My goal was to add the finishing touches to my blog over the weekend, but that didn’t quite happen. I am hoping that I get the chance to work on it today. There has just been a lot going on in my life right now and I have shifted a great deal of my attention so I can focus on it.
I have also been continuing my running training. Concentrating on my running has also been allowing me to clear my head, gain a bit of clarity and just really remind myself that I am stronger than I think I am. I have friends that always say that running is cheaper than therapy and that running is their source of therapy, I totally get it now. When I run I can choose to focus completely on my run or I can choose to sort through my life and emotions in my mind. I usually do a little of both during my runs.
On Thursday I went on a run with the jogging stroller, Tyler actually stayed awake during our run, he was busy looking at the river and the geese. I discovered on that run -a little over half way through it- that the handle on the stroller is adjustable and I was able to lower it down to my level. I then immediately realized why my shoulders/chest and back had been hurting so much recently, then I felt like an idiot for not thinking of that before. I ran a 5K distance with him Thursday, I also ran on a path that is a bit more hilly than I am used to running.
On Sunday, Tiffany was home to stay with Tyler while I ventured out on a solo run, the first outside run I have been able to take alone in quite some time. I went to the same path that I ran on Thursday, I figured I need to get used to occasional hills if I want to run in any race that may be a bit hilly in the future. At first it was a bit odd to be by myself running, I quickly found myself zoned out and focusing on my run. I ran over three miles before I remembered that I had to run back to where I started to get to my car. I wasn’t ready to turn around, I wanted to keep running, but I knew that I would already have to run, or walk another three miles back to my car. So, I turned around and ran for another 2 miles. Those 2 miles were not as comfortable as the first 3, the first 3 miles I had been running with the wind, when I turned around I was running against strong winds for 2 miles! Then I realized that I had just ran 5 miles! I haven’t ran that distance since last year around this time! I was proud of myself. I probably could have ran that last last mile back to my car and made it 6 miles for my run, but remembering that I was already pushing it with my distance increase (this was my first run over 5k distance since I started running again), I decided it wasn’t worth the risk of overdoing it. So I reluctantly walked a mile back to my car. It was the smart decision to make.

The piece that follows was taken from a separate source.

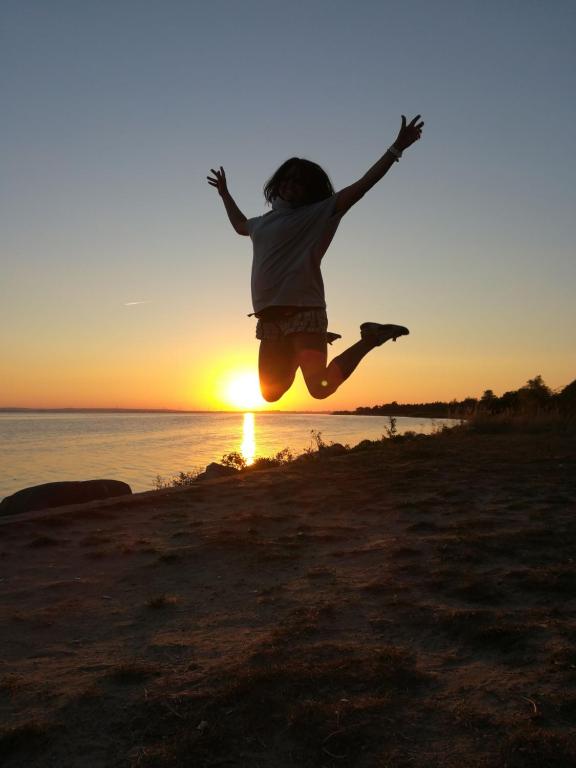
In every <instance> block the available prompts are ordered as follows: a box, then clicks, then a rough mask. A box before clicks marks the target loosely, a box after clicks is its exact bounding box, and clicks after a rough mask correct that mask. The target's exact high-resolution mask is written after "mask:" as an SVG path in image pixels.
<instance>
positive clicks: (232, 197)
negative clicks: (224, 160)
mask: <svg viewBox="0 0 576 768" xmlns="http://www.w3.org/2000/svg"><path fill="white" fill-rule="evenodd" d="M210 171H211V173H213V174H214V176H213V177H212V176H206V178H207V179H208V184H210V185H211V186H212V187H216V189H217V190H218V194H219V195H220V197H221V198H222V202H223V203H224V207H225V208H226V213H227V214H228V218H229V219H230V224H232V226H233V227H234V229H235V230H236V232H238V234H239V235H247V234H248V228H247V226H246V221H247V219H246V216H244V214H243V213H242V211H241V210H240V208H238V206H237V205H236V203H235V202H234V198H233V197H232V195H231V194H230V192H228V185H227V183H226V173H225V172H224V168H222V166H220V170H219V171H215V170H214V168H210Z"/></svg>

Today my body can feel those extra miles I put into my run. I’m not feeling injured or hurting in any terrible way, but just slight muscle soreness. I will do some extra stretching today, I will see how I am feeling tomorrow, if my body feels up to it I will go on a short 1 or 2 mile easy run. But I am not going to push it, I am trying to listen to my body this time around.
Other than focusing on my running I have just been trying to enjoy the last little bit of fall that is left, before winter takes over (my least favorite season of the year). So on the days that allow I have been going to various parks with Tyler, he likes to play with the leaves, I enjoy watching him and just being outside (when it isn’t freezing out). There is something about being outside in nature that is relaxing and really helps me sort through some of the clutter in my mind.
Do you find yourself running to obtain clarity? Or if you do not run, what helps you obtain clarity?